Why Glasses will be AR’s Tesla Roadster. Decisive.
How mass AR will dominate consumers, #3
You read all the fancy stories. “Snap Inc. patented AR glasses”, “Facebook and Oculus granted new patent for AR glasses” and so on.
Facebook, Google, Apple, Snap, …. All the big names in tech have shown interest in AR technology and invest in it. Yet it seems that all those investments focus on two things:
- Bring AR to the masses by using existing tech = smartphone
- Bring AR to the masses by introducing a new device = glasses
Step 1: use existing technology and build on top
With Apple you have ARKit, with Google you have ARCore, with Facebook you have AR Studio. All those platforms are aiming to bring Augmented Reality to the masses by using existing technology or rather build on existing technology = the smartphone and its sensors (image, gyroscope).
Obviously, using the most important device in people’s life makes sense. People love using their phones, using the camera and communicating visually. Why not enhance and augment the experience? It’s convenient and will convince people. Step 1 into mass AR done.
Step 2: introduce new technology…or not?
Now, glasses. That’s a whole other story to talk about.
It’s important to understand that there are — at least for now — technical difficulties that still have to be solved adequately like fitting all the necessary tech into a “glasses device”. Yet, this article is taking a look at the consumer and the biggest possible problem I see:
Not everybody wants to wear glasses all the time.
People are very picky about their appearance. Clothes, hair, accessories, phones (brand, covers), watches (smart or not). And frankly, glasses don’t come handy. Not everybody wants to wear glasses. Even if they are interested in the Augmented Reality technology this could stop a lot of people from using AR glasses. Step 2 into mass AR questionable.
Step 3: the tipping point
The big question here is:
Will AR glasses be enough to reach the tipping point into early mass adoption?
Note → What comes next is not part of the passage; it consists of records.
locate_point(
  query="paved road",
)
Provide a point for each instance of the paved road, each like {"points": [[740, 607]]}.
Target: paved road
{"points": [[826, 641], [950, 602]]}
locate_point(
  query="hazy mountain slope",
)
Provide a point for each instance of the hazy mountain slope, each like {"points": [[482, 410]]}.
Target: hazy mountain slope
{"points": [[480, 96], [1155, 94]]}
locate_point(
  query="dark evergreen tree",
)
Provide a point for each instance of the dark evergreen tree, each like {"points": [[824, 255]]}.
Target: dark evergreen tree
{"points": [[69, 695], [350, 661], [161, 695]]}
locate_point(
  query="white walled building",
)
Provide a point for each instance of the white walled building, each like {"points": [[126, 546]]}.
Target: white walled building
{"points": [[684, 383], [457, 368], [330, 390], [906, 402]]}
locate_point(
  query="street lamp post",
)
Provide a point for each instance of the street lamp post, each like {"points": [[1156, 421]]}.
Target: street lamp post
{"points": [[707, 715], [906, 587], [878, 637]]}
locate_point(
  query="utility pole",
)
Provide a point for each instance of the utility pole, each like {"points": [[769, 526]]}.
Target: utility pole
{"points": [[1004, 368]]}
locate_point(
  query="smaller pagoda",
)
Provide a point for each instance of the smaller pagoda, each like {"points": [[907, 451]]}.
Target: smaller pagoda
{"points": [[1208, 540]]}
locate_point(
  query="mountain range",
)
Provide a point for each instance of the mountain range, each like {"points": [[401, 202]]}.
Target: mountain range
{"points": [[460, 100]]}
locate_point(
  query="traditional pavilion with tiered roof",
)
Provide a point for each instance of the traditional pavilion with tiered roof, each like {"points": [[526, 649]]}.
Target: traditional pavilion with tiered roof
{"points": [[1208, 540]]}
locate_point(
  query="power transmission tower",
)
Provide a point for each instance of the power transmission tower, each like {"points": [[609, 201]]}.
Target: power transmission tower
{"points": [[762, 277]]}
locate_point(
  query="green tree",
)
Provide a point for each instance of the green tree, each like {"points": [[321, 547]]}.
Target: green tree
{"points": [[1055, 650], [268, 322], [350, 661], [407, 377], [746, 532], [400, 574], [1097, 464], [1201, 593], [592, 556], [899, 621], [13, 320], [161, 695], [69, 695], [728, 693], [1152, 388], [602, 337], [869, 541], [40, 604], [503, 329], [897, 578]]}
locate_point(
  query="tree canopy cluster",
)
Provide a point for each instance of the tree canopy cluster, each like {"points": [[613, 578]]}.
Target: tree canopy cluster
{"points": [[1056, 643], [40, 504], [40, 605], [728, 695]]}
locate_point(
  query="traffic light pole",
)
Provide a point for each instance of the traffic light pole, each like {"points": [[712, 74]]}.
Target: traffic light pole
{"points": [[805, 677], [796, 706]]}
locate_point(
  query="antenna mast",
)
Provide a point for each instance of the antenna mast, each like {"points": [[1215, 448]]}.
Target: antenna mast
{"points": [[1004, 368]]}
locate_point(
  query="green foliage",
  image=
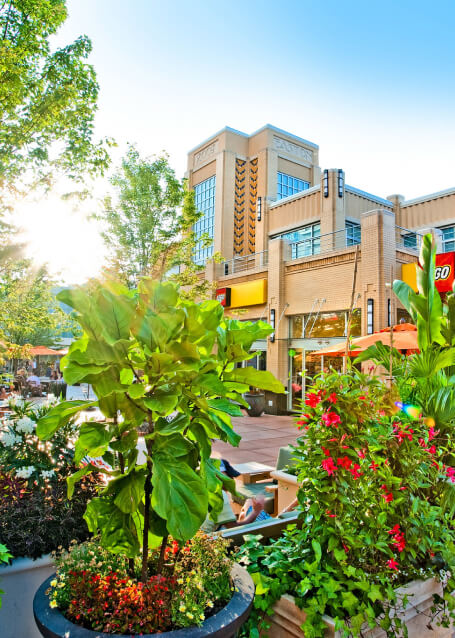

Two contrary examples to explain the curve:
Look at Google Glass (I know…). Expensive, early, wrong positioning.
The hardcore believers (2,5%) bought them and freaked out. It still didn’t work out for Google (at that time).
Compare it to the Tesla Roadster. Expensive, early, right positioning.
People freaked out and paved the way to build the Model S (13,5%) which paved the way for the Model 3 (34%?).
I predict that technology will only be secondary when it comes to AR glasses. The focus will lie on aesthetics and positioning. (Apple, anyone?)